The light blue 'Côte d'Azur' strip is an intermediate section between the wooden track and the blue cement floor. It's rubberised, making it ideal for killing speed
As confidence grew we slowly moved up the track, first onto the black line, then onto the red and finally the blue. For anyone already comfortable riding bikes, there really isn't that much to learn. As long as you are riding above 18mph on the bends, the natural centrifugal and gravitational forces will ensure you get round the bend while doing very little with the bike. Simply hold your line and speed, and your momentum will do the rest.
The black, red and blue strips go right the way round the track and are the best method of gauging position
Words of warning
Once we'd got to grips with bike handling we quickly moved onto more intricate skills, such as peeling off the front of a large group to the back. This is much more tricky, as we would learn to our cost later on.
The first thing you notice when you visit the track is how steep the banking on the bends actually is. The 45 degree angle looks like a wood-lined wall in the flesh and requires high speeds - and confidence - to negotiate. One wrong move by anybody, such as a clipped wheel or a drop in speed, can mean calamity for the whole group. If that mistake occurs towards the front, it creates a domino effect that can cause carnage.
What you must never, ever do is slow down when attempting to drop to the back. You should simply maintain your speed, because the extra distance you're travelling by moving higher up the track means you will naturally lose the ground you need to.

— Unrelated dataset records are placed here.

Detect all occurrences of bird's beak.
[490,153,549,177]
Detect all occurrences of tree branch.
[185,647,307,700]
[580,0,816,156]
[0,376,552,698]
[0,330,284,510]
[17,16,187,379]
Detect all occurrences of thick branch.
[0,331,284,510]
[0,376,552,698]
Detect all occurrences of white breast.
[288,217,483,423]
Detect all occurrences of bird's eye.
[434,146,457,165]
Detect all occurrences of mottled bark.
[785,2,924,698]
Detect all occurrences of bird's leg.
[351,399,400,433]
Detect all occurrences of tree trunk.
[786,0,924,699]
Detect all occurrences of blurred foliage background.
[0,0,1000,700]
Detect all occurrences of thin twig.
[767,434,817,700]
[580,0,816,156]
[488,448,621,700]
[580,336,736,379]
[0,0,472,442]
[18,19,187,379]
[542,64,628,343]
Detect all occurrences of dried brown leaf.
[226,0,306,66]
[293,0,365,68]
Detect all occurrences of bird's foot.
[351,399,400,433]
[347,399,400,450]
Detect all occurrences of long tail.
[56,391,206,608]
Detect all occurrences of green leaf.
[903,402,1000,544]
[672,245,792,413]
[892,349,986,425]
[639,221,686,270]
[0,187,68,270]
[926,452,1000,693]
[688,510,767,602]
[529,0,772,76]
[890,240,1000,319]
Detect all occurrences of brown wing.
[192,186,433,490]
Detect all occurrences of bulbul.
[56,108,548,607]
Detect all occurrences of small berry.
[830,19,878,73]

During our first attempt of this, the rider at the front moved up on the bend, but slowed to an almost halt, which meant he dropped like a sack of spuds to the foot of the track. The domino effect ensued, causing an unfortunate pile up behind him.
Olympic champion Ed Clancy, who was on hand to impart his considerable wisdom alongside Team GB teammate Andy Tennant, said crashes were common on the track - even at his level - but you shouldn't let it put you off.
Ed Clancy (left) with Team GB teammate Andy Tennant, along with two competition winners
Dusting ourselves down
Once everyone had picked up their bikes (and confidence) we had a go at a one-lap time trial. From a standing start, we made our best efforts at a 250m dash, following the track's black line - the shortest route round the track. More of a climber than out-and-out power brute (another reason why I've avoided the track), I struggled to make much of an impact at the top of the leaderboard. Crossing the line in a disappointing 21.4 seconds, I was a full two seconds behind the winner.
The evening flew by in what turned out to be a crash course in track cycling. The coach, Greg Newton, told us we'd tried out more skills than is typical at a taster session and I certainly felt I'd made huge strides. There's really not that much to say about getting started; Newton himself says as long as you arrive in sensible clothing - Lycra shorts are the best choice - and don't ride too slowly, you'll be OK. The tricky part comes, as was amply demonstrated in our spectacular crash, in overtaking and learning how to ride tightly to the wheel in front. That can all wait for another day, though, and after an exhilarating introduction like this, that day surely won't be too far away.